UK constitutional law case

R (NFSE) v IRC [1982] AC 617 is a UK constitutional law case, concerning judicial review.

==Facts==
The NFSE, a group of taxpayers, claimed the Inland Revenue Commissioners rules for levying tax on casual wages for Fleet Street newspaper staff, was unlawful. For many years, employees had given fictitious names to evade tax. The IRC agreed with employers and unions on a tax collection scheme for future years, and the previous two years in return for an undertaking by the IRC not to investigate earlier years. The NFSE argued they never got such favour, and argued the scheme was unlawful. It sought mandamus ordering the IRC to collect tax as required by law.

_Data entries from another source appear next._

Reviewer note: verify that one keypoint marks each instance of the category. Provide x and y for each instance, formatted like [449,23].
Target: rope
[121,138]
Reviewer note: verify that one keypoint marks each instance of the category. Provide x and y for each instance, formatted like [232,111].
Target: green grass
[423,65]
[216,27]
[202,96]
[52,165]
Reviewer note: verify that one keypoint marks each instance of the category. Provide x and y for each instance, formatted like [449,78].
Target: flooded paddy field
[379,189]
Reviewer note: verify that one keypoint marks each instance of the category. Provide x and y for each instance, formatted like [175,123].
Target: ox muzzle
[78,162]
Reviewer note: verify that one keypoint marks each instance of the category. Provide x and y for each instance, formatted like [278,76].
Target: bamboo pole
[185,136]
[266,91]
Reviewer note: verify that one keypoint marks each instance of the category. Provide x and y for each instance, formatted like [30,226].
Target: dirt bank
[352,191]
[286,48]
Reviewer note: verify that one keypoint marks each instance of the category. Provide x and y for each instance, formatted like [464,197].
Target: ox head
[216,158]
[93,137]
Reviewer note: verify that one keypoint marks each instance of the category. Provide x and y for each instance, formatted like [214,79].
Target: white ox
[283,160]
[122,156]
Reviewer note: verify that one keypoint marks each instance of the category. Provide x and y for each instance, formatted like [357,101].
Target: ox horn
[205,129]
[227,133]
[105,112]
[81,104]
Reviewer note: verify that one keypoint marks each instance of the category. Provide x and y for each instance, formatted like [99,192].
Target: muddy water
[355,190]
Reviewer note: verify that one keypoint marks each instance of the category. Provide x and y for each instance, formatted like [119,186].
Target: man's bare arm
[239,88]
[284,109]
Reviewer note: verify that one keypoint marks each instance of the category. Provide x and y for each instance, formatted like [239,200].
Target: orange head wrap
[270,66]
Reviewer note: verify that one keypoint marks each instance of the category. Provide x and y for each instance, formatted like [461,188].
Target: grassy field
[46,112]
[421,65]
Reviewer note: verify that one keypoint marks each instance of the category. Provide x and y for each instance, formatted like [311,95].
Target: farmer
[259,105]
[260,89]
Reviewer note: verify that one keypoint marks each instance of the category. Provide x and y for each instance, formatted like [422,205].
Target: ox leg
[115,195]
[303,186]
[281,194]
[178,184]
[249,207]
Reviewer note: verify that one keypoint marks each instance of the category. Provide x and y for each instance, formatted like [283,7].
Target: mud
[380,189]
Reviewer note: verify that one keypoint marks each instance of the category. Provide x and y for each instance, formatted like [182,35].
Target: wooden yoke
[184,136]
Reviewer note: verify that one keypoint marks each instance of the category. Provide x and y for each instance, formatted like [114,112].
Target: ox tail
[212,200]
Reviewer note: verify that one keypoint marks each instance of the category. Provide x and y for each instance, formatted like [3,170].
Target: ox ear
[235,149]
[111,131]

The Court of Appeal held the NFSE had sufficient interest in the matter for the application to be heard, and assumed the scheme was unlawful.

==Judgment==
The Appellate Committee of the House of Lords held by a majority (Lord Wilberforce, Lord Fraser and Lord Roskill) that the NFSE did not have a sufficient interest in challenging decisions concerning other taxpayers, and nor did taxpayers generally in others affairs, unlike ratepayers (Arsenal FC v Ende [1979] AC 1). The question of sufficient interest had to be resolved in relation to what was known by the court of the matter under review, and on the evidence the tax scheme was a lawful exercise of the IRC's discretion.

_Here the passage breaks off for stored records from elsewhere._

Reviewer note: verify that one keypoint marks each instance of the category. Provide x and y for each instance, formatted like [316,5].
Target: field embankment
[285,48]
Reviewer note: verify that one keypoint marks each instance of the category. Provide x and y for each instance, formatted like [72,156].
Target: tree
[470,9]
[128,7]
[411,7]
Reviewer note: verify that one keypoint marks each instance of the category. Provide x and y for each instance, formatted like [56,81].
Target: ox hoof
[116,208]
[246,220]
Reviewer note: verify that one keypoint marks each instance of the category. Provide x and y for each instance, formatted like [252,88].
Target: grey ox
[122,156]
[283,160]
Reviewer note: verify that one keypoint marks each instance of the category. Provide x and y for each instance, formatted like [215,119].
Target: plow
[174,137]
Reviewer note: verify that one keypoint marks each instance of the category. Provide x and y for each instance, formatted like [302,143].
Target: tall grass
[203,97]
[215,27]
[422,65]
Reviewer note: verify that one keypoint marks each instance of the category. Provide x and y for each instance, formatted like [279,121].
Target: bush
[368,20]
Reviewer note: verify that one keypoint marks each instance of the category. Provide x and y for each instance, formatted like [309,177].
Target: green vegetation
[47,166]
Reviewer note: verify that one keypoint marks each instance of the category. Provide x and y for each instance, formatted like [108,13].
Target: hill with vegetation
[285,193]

Lord Fraser stressed the sufficient interest test was a logically prior question that had to be answered before any question of merits arose.

Lord Diplock dissented, holding the NFSE had sufficient interest but the case failed on its merits.

Lord Scarman disagreed with the majority, adopting a broader approach to standing but holding that the NFSE did not have a sufficient interest because they did not have an arguable case.